How Will Bankruptcy Affect My Credit Score?

This question comes up frequently in client interviews. Many people are convinced that a bankruptcy filing will ruin their credit and they’ll never be able to buy a car or house. In most cases, that’s simply not true.

– Don’t confuse a credit score with a “life score.” A credit score is simply a tool banks use to decide whether or not to extend credit to you and to determine what interest rate to charge you. A 760 credit score doesn’t make you a better person than someone with a 500 credit score. If you really believe a high credit score is valuable, take it to the grocery store and see how much you can buy with it.

– If you are behind on credit card payments or have had judgments entered against you, your credit score is already pretty shot. It will likely improve after filing bankruptcy, because your debt to income ratio will be significantly better.

– If you have a high credit score, it may be artificially high. Someone with $50,000 in credit card debt who makes the minimum payments each month on time may have a great credit score because of those timely payments. But if that same person is devoting nearly all of his disposable income to those payments, he’ll be denied a car loan or home loan because his income can’t support the additional payments. If it can’t get you a great rate on a loan, what good is that high credit score?

– A bankruptcy filing will show up on your credit report for approximately 10 years. That doesn’t mean your credit score will remain low the entire time. Your financial life after the bankruptcy will also appear, showing your record of payments post-bankruptcy. As a rough guideline, your credit score will return to its pre-bankruptcy level in about 4 years.
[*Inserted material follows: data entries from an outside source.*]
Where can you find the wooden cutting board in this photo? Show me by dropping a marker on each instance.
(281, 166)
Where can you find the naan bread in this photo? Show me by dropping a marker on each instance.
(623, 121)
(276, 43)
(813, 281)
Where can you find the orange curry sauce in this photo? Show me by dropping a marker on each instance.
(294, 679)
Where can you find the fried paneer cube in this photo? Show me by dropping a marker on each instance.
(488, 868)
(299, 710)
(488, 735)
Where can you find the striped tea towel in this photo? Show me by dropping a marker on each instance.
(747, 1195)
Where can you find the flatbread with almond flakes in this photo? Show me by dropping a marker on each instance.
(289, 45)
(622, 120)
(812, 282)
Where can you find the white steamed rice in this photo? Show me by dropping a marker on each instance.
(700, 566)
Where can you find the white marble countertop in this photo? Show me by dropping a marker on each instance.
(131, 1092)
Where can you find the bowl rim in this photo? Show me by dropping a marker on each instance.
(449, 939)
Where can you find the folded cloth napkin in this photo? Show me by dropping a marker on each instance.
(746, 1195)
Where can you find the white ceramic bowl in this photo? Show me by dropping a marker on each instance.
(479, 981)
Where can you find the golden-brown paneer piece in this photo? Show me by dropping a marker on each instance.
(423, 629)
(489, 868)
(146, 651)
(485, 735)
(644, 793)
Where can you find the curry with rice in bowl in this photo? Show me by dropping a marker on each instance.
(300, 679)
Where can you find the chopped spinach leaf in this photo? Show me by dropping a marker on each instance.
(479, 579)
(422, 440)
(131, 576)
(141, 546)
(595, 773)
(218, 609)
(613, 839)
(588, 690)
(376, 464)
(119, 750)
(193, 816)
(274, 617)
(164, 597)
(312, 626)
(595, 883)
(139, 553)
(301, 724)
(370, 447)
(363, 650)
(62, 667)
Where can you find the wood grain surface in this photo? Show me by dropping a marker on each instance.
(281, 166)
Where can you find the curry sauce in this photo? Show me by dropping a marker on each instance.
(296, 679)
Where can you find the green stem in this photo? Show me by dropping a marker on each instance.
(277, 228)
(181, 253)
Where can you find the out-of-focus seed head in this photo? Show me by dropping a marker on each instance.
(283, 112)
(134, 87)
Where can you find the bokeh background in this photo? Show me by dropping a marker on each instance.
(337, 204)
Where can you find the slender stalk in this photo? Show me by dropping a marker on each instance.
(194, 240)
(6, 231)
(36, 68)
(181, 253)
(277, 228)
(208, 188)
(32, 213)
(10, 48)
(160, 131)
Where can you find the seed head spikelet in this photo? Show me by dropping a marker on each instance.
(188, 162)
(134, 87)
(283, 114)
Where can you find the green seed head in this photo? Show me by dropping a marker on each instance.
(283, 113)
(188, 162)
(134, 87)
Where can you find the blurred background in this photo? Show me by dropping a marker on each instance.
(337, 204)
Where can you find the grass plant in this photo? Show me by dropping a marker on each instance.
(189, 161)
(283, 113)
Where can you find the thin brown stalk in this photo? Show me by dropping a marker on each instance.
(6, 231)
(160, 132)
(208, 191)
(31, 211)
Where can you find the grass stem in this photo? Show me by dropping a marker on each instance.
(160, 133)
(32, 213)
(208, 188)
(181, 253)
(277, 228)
– You *will* get credit again after filing bankruptcy. In general, you’ll receive credit card applications within 6 months of getting your discharge. It’s fine to accept those offers as long as you pay your balance off in full and on time each month. You should qualify for a car loan in about 18 months, and a home loan in 5-6 years. The farther you get from the bankruptcy, the better your chances of getting credit extended to you and of getting a better interest rate. You may be able to shorten those times by having a cosigner or agreeing to a higher interest rate.

If you’re deep in debt, facing foreclosure, having your wages garnisheed, and fighting off the repo man, your credit score should be the least of your worries. Usually, it’s best to file the bankruptcy, get a fresh start, and begin rebuilding your credit. Talk to a bankruptcy attorney for advice tailored to your specific situation.